Jeremy <jwells@servalsystems.co.uk> writes: > I wrote the method below by copying the algorithm from > http://en.wikipedia.org/wiki/Damerau-Levenshtein_distance (and matrix > is a really simple 2d array implementation). But the problem is that > it slows wat down as the string size gets bigger. At string length of > about 150 it takes 1s, at 500 10s. Is there any way to recode this to > get better performance without rewriting it in C, and would rewrting > it in C even help or is this just a slow algorithm? Well, the algorithm itself is O(n*m), where n and m are the size of the strings involved, so on large strings it's going to get slow. I was able to shave about 40% off the time for your method, and fix a bug. The bug was caused because the wikipedia article indexes the strings starting from 1, but indexes the array starting form 0. In ruby both start at 0, of course. To fix this, I added a fake element at the start of both strings.
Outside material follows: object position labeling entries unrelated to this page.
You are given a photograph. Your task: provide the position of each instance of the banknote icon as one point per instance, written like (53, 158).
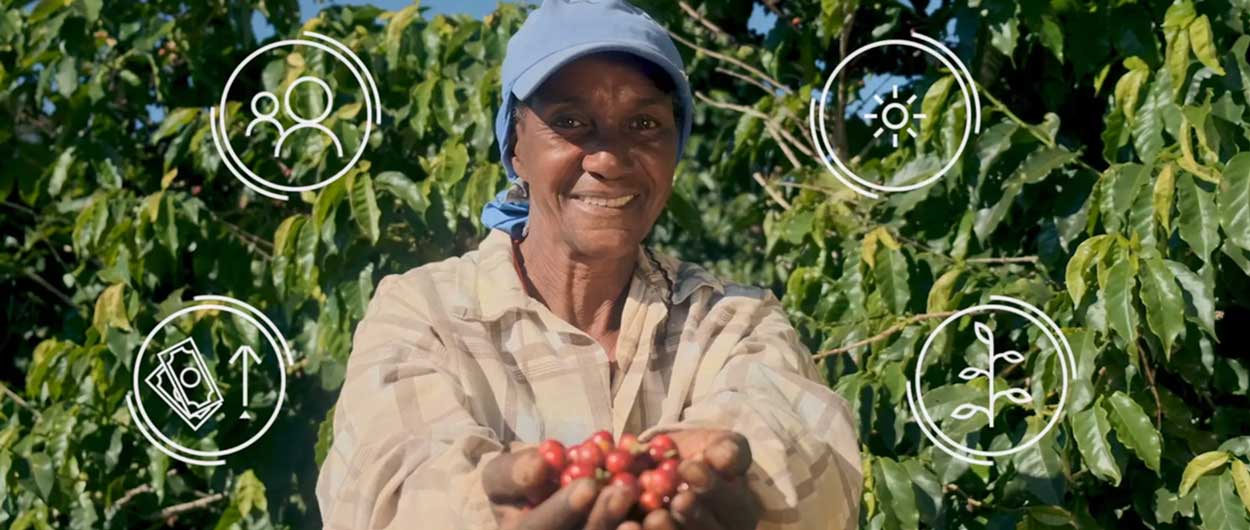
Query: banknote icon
(181, 379)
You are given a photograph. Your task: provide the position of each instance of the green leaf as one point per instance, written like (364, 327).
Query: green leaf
(324, 438)
(891, 279)
(66, 76)
(1120, 313)
(1128, 91)
(1203, 43)
(1051, 36)
(898, 498)
(41, 469)
(1219, 506)
(1178, 58)
(945, 290)
(1234, 200)
(1241, 481)
(1090, 429)
(399, 21)
(1239, 54)
(1041, 163)
(364, 205)
(1148, 126)
(90, 224)
(1041, 465)
(284, 245)
(250, 494)
(60, 171)
(1200, 300)
(1004, 35)
(1080, 265)
(1201, 465)
(1163, 300)
(1164, 196)
(1198, 220)
(404, 189)
(450, 165)
(174, 123)
(1134, 429)
(110, 310)
(933, 105)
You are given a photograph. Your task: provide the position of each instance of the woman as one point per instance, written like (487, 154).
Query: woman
(561, 324)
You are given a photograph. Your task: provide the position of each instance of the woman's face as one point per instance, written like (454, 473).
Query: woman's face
(598, 146)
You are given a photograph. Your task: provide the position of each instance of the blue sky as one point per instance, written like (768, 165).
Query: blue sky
(760, 19)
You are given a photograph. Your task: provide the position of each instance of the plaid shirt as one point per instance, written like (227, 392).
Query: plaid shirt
(454, 361)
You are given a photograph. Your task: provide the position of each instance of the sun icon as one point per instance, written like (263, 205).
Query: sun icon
(903, 113)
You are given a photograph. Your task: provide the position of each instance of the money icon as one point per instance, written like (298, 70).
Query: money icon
(181, 380)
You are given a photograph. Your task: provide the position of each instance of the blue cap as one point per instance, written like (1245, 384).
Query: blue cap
(554, 35)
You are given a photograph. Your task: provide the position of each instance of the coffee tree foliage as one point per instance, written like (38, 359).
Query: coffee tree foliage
(1109, 186)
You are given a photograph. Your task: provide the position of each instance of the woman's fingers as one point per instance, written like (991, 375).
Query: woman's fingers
(610, 509)
(516, 478)
(729, 501)
(659, 520)
(730, 455)
(688, 510)
(564, 510)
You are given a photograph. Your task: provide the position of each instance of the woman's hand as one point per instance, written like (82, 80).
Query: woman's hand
(516, 480)
(715, 464)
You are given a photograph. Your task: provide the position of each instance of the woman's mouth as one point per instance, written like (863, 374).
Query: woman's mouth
(605, 201)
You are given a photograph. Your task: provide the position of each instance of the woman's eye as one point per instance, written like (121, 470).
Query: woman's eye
(568, 123)
(645, 123)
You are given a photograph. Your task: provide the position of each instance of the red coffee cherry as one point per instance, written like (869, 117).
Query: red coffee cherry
(650, 501)
(619, 460)
(553, 454)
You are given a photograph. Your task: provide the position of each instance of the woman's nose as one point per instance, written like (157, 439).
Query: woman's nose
(608, 156)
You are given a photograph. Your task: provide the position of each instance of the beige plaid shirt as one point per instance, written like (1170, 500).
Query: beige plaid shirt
(454, 360)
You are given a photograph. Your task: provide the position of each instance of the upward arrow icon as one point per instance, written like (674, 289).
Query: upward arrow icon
(245, 353)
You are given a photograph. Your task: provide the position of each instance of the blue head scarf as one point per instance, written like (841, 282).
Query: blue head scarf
(554, 35)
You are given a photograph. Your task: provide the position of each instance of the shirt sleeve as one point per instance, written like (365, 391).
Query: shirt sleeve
(408, 451)
(765, 386)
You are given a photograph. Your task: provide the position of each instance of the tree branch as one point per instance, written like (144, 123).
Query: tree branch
(50, 288)
(15, 398)
(769, 120)
(703, 20)
(884, 334)
(1154, 388)
(744, 78)
(769, 189)
(844, 41)
(1003, 260)
(201, 503)
(733, 61)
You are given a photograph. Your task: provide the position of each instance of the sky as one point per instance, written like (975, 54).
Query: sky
(760, 19)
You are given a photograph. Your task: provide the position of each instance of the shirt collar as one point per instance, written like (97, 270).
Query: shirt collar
(496, 288)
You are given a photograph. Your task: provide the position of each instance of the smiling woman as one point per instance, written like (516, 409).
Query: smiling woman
(564, 323)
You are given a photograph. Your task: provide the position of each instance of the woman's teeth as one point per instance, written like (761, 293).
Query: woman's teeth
(606, 203)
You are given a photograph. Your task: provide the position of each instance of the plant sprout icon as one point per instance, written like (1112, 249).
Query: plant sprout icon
(1015, 395)
(901, 109)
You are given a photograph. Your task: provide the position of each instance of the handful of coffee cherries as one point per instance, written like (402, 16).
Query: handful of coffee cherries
(650, 469)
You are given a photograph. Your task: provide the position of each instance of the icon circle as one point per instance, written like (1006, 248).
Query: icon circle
(345, 58)
(820, 135)
(1053, 334)
(253, 316)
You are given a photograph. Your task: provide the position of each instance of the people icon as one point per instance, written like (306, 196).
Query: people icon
(300, 121)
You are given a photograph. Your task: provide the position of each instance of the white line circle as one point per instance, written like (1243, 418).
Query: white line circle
(823, 136)
(329, 100)
(233, 160)
(250, 319)
(1066, 363)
Anyway, here's my slightly faster version: def self.distance(string1, string2) string1 = string1.unpack('C*') string2 = string2.unpack('C*') s1n = string1.length s2n = string2.length string1.unshift -1 string2.unshift -1 m = Array.new(s1n+1){Array.new(s2n+1,0)} cost = 0 a = nil; b = nil (0..s1n).each {|i| m[i][0] = i} (1..s2n).each {|j| m[0][j] = j} (1..s1n).each do |i| (1..s2n).each do |j| cost = string1[i] == string2[j] ? 0 : 1 a = m[i-1][j] + 1 a = b if ((b = m[i][j-1]+1) < a) a = b if ((b = m[i-1][j-1]+cost) < a) if(i > 1 && j > 1 && string1[i] == string2[j-1] && string1[i-1] == string2[j]) then a = b if ((b = m[i-2][j-2] + 1) < a) end m[i][j] = a end end m[s1n][s2n] end

on 2007-05-18 10:42

Daniel Martin wrote: > Well, the algorithm itself is O(n*m), where n and m are the size of > the strings involved, so on large strings it's going to get slow. > > I was able to shave about 40% off the time for your method, and fix a > bug. > > Thanks, thats really useful. I guess that now the data i'm comparing has grown it would be better to use a diff type method than this.